唯一無二のスタイルで道なき道を歩み続けるボーイグループ・TOMORROW X TOGETHER。彼らが生み出すサウンドのクオリティの高さやパフォーマンスの独自性はすでに広く知られているが、そうした魅力をよりディープに味わえる作品がこの夏にリリースされた。タイトルは『The Star Chapter: TOGETHER』。彼らにとって約1年9カ月ぶりのフルアルバムで、今作が『The Star Chapter』シリーズの集大成となる。

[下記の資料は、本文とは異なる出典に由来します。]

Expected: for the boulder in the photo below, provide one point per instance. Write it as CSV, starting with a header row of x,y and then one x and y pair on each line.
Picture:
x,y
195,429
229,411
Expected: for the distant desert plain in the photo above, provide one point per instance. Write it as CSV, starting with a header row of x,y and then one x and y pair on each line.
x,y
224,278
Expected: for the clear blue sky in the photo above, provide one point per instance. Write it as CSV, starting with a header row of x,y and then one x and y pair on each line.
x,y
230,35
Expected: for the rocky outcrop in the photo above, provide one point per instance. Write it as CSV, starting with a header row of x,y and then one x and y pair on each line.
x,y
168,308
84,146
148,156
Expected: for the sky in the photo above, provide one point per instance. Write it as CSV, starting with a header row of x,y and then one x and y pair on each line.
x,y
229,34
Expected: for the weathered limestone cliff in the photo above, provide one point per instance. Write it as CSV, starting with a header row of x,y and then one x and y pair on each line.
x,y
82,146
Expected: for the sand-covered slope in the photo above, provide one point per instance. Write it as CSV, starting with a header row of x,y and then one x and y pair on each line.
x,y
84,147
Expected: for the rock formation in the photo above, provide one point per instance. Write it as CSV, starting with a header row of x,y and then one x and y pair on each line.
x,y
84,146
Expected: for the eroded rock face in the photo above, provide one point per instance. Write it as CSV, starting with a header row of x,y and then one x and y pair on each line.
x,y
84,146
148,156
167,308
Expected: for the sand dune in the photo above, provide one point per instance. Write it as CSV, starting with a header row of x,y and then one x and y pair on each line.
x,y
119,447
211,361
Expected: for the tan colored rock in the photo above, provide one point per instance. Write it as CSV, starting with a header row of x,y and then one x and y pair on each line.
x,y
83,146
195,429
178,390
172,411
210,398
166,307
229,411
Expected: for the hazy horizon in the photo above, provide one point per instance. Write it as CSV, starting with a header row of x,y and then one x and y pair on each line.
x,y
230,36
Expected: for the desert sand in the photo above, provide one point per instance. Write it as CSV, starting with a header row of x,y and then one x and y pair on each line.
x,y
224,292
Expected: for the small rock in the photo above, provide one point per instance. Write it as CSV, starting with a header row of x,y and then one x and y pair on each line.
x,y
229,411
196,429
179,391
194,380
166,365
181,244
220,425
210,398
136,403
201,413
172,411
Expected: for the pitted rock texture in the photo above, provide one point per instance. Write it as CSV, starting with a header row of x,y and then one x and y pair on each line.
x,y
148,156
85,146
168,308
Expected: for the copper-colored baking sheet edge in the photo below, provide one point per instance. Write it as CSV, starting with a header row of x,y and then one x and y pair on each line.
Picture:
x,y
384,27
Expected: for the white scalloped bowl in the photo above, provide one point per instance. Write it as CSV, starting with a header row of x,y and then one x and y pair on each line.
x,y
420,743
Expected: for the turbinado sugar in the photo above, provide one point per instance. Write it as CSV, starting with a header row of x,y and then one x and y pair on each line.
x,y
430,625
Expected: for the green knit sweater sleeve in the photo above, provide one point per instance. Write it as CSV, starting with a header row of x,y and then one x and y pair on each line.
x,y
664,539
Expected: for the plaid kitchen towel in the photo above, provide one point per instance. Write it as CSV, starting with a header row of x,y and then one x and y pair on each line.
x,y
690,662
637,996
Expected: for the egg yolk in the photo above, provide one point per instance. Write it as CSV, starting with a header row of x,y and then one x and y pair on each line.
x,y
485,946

前作『The Star Chapter: SANCTUARY』では、再び会った“君”を通じて経験した魔法のようなひとときと、それによって変わった“僕”に関するエピソードを盛り込んでいた。『The Star Chapter: TOGETHER』は互いに心から共感するときだけに可能な“名前を呼ぶこと”を通じて“ともに”互いを救い合い、世界を救うストーリーを描く。わかりやすく言えば、過去作から登場してきた“僕”が“君”と連帯し、共鳴することで、さらに成長していく物語――といったところだろうか。

オープニングを飾るのは、「Upside Down Kiss」。ミニマルなシンセベースや〈Upside down〉のリフレイン、そしてニュージャックスウィングのテイストを加えたサウンドは80年代的で、どこか近未来の雰囲気も醸し出す。それに対してボーカルは情緒的かつ官能的なのが興味深い。冷たい世のなかに抗う人間の強さが、ここに表れているのかもしれない。このようにポップでありながらもアーティスティックに迫る音作りは、TOMORROW X TOGETHERの真骨頂と言えよう。
2曲目は本作のタイトル曲であり、日本語バージョンも後日発表された「Beautiful Strangers」だ。トラップをベースにしたサウンドメイクで、甘美なメロディラインとエネルギッシュなアレンジのギャップを楽しめる。TOMORROW X TOGETHERはこの曲を通じて“君”からもらった力で成長する“僕”という、美しく変わった両者を描いた。『The Star Chapter』シリーズのエンディングにふさわしいナンバーである。そのせいか、各メンバーの歌声はいずれもドラマチックかつ感動的に響いてくる。
『The Star Chapter: TOGETHER』のポイントは、コンセプチュアルな作風だけではない。グループ名義の作品では初となるメンバー別の楽曲が収められている点も見逃せない。今作のタイトルにもある“TOGETHER”という言葉を、彼らはそれぞれの感性と視点で表現している。